Hay momentos en los que el cuerpo se acelera, la cabeza no para y cualquier decisión parece demasiado grande. Si te estás preguntando qué hacer en una crisis emocional, lo primero es entender algo esencial: no necesitas resolver toda tu vida ahora mismo. Necesitas bajar la intensidad del momento y recuperar un mínimo de seguridad para pensar con más claridad.

Una crisis emocional puede aparecer tras una discusión, una pérdida, una noticia inesperada, una ruptura, una situación de sobrecarga o incluso sin una causa evidente. En algunas personas se parece a una subida brusca de ansiedad. En otras, a llanto incontenible, rabia, sensación de vacío, bloqueo o desesperación. No siempre se ve igual, pero sí suele compartir algo: la sensación de que no puedes con lo que estás sintiendo.

Qué hacer en una crisis emocional paso a paso

Lo más útil es actuar en el presente inmediato. Cuando una emoción está desbordada, intentar analizarlo todo suele empeorar el malestar. Primero hay que estabilizar.

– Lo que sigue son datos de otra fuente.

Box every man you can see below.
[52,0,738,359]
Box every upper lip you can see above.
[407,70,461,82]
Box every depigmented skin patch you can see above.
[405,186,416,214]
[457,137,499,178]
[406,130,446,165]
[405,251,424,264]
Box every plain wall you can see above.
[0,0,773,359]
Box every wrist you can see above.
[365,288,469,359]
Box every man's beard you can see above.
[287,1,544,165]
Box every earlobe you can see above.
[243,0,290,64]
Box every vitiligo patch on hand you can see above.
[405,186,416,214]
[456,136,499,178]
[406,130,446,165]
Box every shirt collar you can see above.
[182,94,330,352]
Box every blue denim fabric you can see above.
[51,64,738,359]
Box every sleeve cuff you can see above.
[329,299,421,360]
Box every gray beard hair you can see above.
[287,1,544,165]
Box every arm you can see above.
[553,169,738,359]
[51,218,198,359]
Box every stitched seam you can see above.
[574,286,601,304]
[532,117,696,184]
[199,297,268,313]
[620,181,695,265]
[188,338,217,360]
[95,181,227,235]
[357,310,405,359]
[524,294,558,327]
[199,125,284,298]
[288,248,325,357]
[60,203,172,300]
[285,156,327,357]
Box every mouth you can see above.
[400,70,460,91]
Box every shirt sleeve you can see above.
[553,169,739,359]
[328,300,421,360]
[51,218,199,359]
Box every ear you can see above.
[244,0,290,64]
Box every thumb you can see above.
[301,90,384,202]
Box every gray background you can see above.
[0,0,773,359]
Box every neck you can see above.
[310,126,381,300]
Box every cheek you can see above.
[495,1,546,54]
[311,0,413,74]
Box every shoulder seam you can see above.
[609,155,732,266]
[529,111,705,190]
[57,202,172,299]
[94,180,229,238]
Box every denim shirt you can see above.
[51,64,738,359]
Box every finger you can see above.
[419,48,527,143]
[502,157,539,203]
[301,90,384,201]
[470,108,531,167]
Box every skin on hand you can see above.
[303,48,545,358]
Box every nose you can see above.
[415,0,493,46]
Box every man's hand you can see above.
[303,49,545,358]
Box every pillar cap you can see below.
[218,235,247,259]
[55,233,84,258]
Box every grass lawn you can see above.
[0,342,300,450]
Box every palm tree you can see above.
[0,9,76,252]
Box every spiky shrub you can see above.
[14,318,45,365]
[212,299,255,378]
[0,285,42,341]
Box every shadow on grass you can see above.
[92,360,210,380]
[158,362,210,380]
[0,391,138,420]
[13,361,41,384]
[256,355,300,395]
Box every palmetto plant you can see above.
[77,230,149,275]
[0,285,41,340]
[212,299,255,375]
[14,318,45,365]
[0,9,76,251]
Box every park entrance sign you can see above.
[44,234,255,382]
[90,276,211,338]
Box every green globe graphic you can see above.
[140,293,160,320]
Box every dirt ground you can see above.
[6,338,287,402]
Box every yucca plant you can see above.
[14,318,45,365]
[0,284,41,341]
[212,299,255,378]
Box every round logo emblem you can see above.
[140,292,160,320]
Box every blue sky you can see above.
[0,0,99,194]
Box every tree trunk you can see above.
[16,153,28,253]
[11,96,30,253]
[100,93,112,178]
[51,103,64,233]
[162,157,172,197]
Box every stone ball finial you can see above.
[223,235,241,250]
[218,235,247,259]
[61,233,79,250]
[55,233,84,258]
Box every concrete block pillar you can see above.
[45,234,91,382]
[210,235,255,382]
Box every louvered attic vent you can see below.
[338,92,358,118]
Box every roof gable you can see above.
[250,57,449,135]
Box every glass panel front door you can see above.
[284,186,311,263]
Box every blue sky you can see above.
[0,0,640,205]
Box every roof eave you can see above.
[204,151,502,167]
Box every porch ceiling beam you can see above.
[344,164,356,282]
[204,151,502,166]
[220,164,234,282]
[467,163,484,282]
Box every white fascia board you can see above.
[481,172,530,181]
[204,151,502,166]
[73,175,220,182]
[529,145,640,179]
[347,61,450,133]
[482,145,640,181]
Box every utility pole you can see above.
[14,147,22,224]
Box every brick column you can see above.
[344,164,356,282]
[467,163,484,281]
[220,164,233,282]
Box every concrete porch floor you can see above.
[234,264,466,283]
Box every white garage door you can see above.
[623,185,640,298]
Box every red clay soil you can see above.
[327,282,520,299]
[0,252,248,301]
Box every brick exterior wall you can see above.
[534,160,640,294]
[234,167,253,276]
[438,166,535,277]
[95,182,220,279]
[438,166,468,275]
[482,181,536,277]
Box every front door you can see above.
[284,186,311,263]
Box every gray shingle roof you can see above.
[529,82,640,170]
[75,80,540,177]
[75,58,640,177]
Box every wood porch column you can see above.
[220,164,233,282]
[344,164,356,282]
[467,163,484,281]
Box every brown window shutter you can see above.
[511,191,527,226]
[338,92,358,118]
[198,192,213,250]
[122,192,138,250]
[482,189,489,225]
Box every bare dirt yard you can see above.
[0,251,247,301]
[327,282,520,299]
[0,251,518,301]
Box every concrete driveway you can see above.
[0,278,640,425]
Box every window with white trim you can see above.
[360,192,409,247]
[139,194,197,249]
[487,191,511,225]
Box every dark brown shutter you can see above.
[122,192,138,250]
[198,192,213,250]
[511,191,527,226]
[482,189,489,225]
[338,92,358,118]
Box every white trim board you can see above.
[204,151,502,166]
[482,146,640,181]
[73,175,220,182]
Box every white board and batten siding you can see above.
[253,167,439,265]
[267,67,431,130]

Empieza por reducir estímulos. Si puedes, aléjate unos minutos del ruido, de la discusión, del móvil o de cualquier situación que esté aumentando la activación. Busca un espacio donde sentarte, apoyar los pies en el suelo y notar algo firme alrededor. No hace falta que sea un lugar perfecto. Basta con que sea suficientemente seguro.

Después, centra tu atención en la respiración, pero sin exigirte hacerlo «bien». Respira un poco más lento de lo habitual. Puedes inspirar en cuatro tiempos y soltar el aire en seis. Si contar te agobia, simplemente alarga la exhalación. El objetivo no es relajarte de golpe, sino enviar una señal de menor alarma al cuerpo.

También ayuda orientarte con lo concreto. Mira a tu alrededor y nombra en voz baja cinco cosas que ves, cuatro que puedes tocar, tres que oyes. Este tipo de anclaje sirve cuando sientes que te vas, que todo te supera o que pierdes conexión con el entorno. No elimina el problema, pero puede cortar parte de la escalada.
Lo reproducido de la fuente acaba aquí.